George Siravo, a music arranger for such performers as Doris Day, Frank Sinatra and Tony Bennett, died Feb. 28 of natural causes at his home in Medford, Ore. He was 83.
An orchestra performer turned arranger, Siravo worked with many prominent singers, shaping such hits as “It’s Magic” for Day and “Who Can I Turn To” for Bennett. He also arranged many songs for Sinatra, including “The Hucklebuck.”
Siravo wrote for Bennett, Vic Damone, Buddy Clark, Diahann Carroll and Jimmy Roselli. He arranged extensively for “Youth Hit Parade,” a popular radio show of the 1940s and ’50s that tracked the top-selling hits. Sinatra was a vocalist on the show.

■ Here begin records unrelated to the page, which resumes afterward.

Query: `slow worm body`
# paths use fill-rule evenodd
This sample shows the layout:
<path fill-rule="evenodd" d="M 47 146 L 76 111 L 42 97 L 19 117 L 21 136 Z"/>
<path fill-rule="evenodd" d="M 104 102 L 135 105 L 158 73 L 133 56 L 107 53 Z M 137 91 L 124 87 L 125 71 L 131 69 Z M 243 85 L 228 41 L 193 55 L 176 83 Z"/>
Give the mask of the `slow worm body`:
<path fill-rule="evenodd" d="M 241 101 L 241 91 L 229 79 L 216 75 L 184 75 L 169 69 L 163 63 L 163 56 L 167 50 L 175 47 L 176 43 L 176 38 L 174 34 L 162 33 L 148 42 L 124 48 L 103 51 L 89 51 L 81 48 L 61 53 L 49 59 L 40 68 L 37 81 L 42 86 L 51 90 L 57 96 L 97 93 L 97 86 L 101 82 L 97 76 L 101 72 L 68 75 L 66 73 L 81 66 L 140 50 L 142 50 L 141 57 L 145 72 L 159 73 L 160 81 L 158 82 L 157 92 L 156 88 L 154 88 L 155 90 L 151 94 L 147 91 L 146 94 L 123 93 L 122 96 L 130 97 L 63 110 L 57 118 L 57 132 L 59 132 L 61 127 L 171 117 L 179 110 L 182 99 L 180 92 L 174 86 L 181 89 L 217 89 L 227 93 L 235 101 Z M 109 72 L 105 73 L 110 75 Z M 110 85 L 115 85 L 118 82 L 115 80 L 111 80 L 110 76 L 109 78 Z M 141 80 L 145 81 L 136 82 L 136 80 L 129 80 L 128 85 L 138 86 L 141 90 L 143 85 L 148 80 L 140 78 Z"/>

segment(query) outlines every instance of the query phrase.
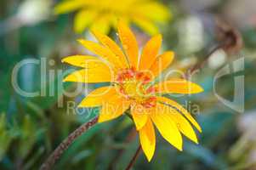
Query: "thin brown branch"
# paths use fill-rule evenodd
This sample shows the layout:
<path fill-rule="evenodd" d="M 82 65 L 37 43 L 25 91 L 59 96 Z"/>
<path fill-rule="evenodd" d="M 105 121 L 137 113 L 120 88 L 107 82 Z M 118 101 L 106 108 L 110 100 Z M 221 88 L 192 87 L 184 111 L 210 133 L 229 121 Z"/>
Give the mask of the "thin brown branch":
<path fill-rule="evenodd" d="M 202 60 L 199 61 L 189 70 L 187 76 L 193 75 L 195 71 L 202 69 L 212 54 L 217 50 L 223 49 L 228 54 L 231 54 L 239 52 L 242 48 L 243 41 L 238 30 L 219 18 L 216 18 L 215 22 L 216 37 L 219 41 L 218 44 L 206 54 Z"/>
<path fill-rule="evenodd" d="M 98 122 L 98 116 L 90 120 L 88 122 L 81 125 L 73 133 L 71 133 L 65 140 L 63 140 L 60 145 L 54 150 L 54 151 L 48 157 L 44 163 L 41 166 L 40 170 L 50 170 L 54 163 L 61 156 L 63 152 L 68 149 L 68 147 L 83 133 L 87 132 Z"/>
<path fill-rule="evenodd" d="M 129 164 L 128 165 L 128 167 L 125 168 L 126 170 L 130 170 L 132 168 L 132 167 L 134 165 L 135 161 L 139 154 L 141 150 L 141 145 L 139 144 L 134 157 L 132 158 L 132 160 L 130 161 Z"/>

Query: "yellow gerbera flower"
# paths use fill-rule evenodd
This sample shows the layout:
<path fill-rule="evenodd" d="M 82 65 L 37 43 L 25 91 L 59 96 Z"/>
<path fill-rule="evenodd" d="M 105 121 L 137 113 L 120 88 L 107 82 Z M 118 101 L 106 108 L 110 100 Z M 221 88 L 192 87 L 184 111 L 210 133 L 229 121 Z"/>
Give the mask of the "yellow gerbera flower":
<path fill-rule="evenodd" d="M 117 118 L 128 110 L 127 113 L 139 131 L 148 161 L 151 160 L 156 146 L 153 124 L 162 137 L 179 150 L 182 150 L 181 133 L 197 143 L 191 123 L 202 132 L 198 123 L 180 105 L 162 94 L 196 94 L 202 88 L 181 78 L 151 83 L 171 64 L 174 52 L 157 55 L 162 36 L 156 35 L 148 41 L 139 57 L 137 41 L 131 30 L 122 21 L 117 29 L 124 53 L 109 37 L 94 31 L 100 44 L 87 40 L 79 42 L 98 57 L 76 55 L 63 60 L 63 62 L 82 68 L 68 75 L 64 82 L 111 82 L 110 86 L 90 93 L 79 107 L 101 106 L 99 122 Z"/>
<path fill-rule="evenodd" d="M 117 19 L 122 19 L 156 34 L 158 29 L 155 23 L 165 23 L 170 18 L 168 9 L 156 0 L 65 0 L 54 12 L 60 14 L 77 9 L 74 29 L 77 33 L 90 27 L 107 34 L 111 26 L 117 27 Z"/>

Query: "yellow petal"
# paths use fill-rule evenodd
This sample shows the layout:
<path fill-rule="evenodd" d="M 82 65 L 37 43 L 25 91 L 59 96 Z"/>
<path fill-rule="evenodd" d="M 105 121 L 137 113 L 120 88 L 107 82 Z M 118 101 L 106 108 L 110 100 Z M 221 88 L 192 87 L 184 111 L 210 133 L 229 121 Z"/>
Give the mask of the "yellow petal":
<path fill-rule="evenodd" d="M 201 128 L 200 125 L 192 117 L 192 116 L 185 108 L 183 108 L 182 105 L 180 105 L 179 104 L 178 104 L 177 102 L 175 102 L 172 99 L 169 99 L 164 98 L 164 97 L 156 97 L 156 100 L 159 102 L 169 105 L 172 107 L 176 108 L 179 112 L 183 114 L 192 123 L 192 125 L 194 125 L 196 127 L 196 128 L 200 133 L 202 133 L 202 128 Z"/>
<path fill-rule="evenodd" d="M 149 113 L 142 105 L 134 105 L 131 108 L 131 114 L 136 126 L 139 130 L 146 122 Z"/>
<path fill-rule="evenodd" d="M 78 107 L 97 107 L 111 98 L 118 96 L 116 88 L 111 86 L 99 88 L 92 91 L 79 104 Z"/>
<path fill-rule="evenodd" d="M 117 30 L 122 48 L 128 57 L 130 66 L 137 69 L 139 48 L 135 36 L 123 21 L 118 22 Z"/>
<path fill-rule="evenodd" d="M 150 71 L 153 76 L 157 76 L 162 71 L 164 71 L 174 60 L 174 53 L 173 51 L 167 51 L 159 55 L 152 64 Z"/>
<path fill-rule="evenodd" d="M 147 160 L 150 162 L 156 149 L 156 134 L 151 119 L 148 119 L 145 125 L 139 131 L 140 144 Z"/>
<path fill-rule="evenodd" d="M 150 116 L 162 136 L 172 145 L 182 150 L 182 137 L 176 123 L 168 116 L 168 110 L 157 105 L 157 109 Z"/>
<path fill-rule="evenodd" d="M 133 21 L 137 25 L 142 31 L 145 31 L 149 35 L 155 35 L 158 33 L 158 28 L 156 26 L 156 25 L 146 19 L 135 16 L 133 19 Z"/>
<path fill-rule="evenodd" d="M 139 70 L 148 70 L 156 58 L 159 48 L 161 48 L 162 36 L 154 36 L 145 44 L 142 50 Z"/>
<path fill-rule="evenodd" d="M 77 8 L 82 8 L 88 4 L 88 1 L 84 0 L 64 1 L 63 3 L 56 5 L 56 7 L 54 8 L 54 14 L 60 14 L 64 13 L 69 13 Z"/>
<path fill-rule="evenodd" d="M 197 84 L 181 78 L 172 78 L 156 86 L 156 93 L 197 94 L 203 89 Z"/>
<path fill-rule="evenodd" d="M 130 106 L 130 103 L 121 96 L 115 96 L 102 105 L 99 122 L 110 121 L 120 116 Z"/>
<path fill-rule="evenodd" d="M 109 37 L 94 30 L 94 35 L 95 37 L 106 48 L 108 48 L 113 54 L 115 54 L 116 57 L 118 58 L 120 61 L 119 64 L 122 68 L 128 68 L 128 64 L 127 62 L 127 59 L 123 54 L 122 49 L 118 47 L 118 45 L 111 40 Z"/>
<path fill-rule="evenodd" d="M 190 122 L 184 116 L 182 116 L 181 113 L 179 113 L 176 109 L 168 105 L 162 105 L 162 107 L 168 110 L 169 114 L 167 114 L 167 116 L 169 117 L 169 119 L 172 119 L 176 123 L 179 130 L 188 139 L 198 144 L 197 137 L 193 128 Z"/>
<path fill-rule="evenodd" d="M 81 10 L 76 15 L 74 19 L 74 30 L 77 33 L 82 32 L 86 27 L 88 27 L 96 18 L 97 11 L 95 10 Z"/>
<path fill-rule="evenodd" d="M 87 49 L 109 61 L 115 68 L 122 68 L 122 65 L 119 65 L 118 59 L 109 48 L 88 40 L 80 39 L 78 42 Z"/>
<path fill-rule="evenodd" d="M 63 82 L 77 82 L 86 83 L 96 83 L 96 82 L 112 82 L 114 78 L 108 66 L 100 65 L 96 69 L 82 69 L 76 71 L 67 76 L 65 76 Z"/>
<path fill-rule="evenodd" d="M 106 65 L 104 61 L 99 58 L 89 55 L 72 55 L 64 58 L 62 60 L 64 63 L 70 64 L 74 66 L 79 66 L 82 68 L 95 68 L 101 65 Z"/>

Early in his performing career, Siravo played saxophone, clarinet and flute. He later joined orchestras led by Gene Krupa, Glenn Miller, Charley Barnett and Jan Savitt. He released several instrumental albums, including “Seductive Strings” featuring trumpeter Doc Severinsen.
When he moved to “Your Hit Parade” in the 1940s, he put performing aside to concentrate on his budding career as an arranger. He later worked at Columbia Records as an arranger and conductor.
He is survived by a daughter, a son and three grandchildren.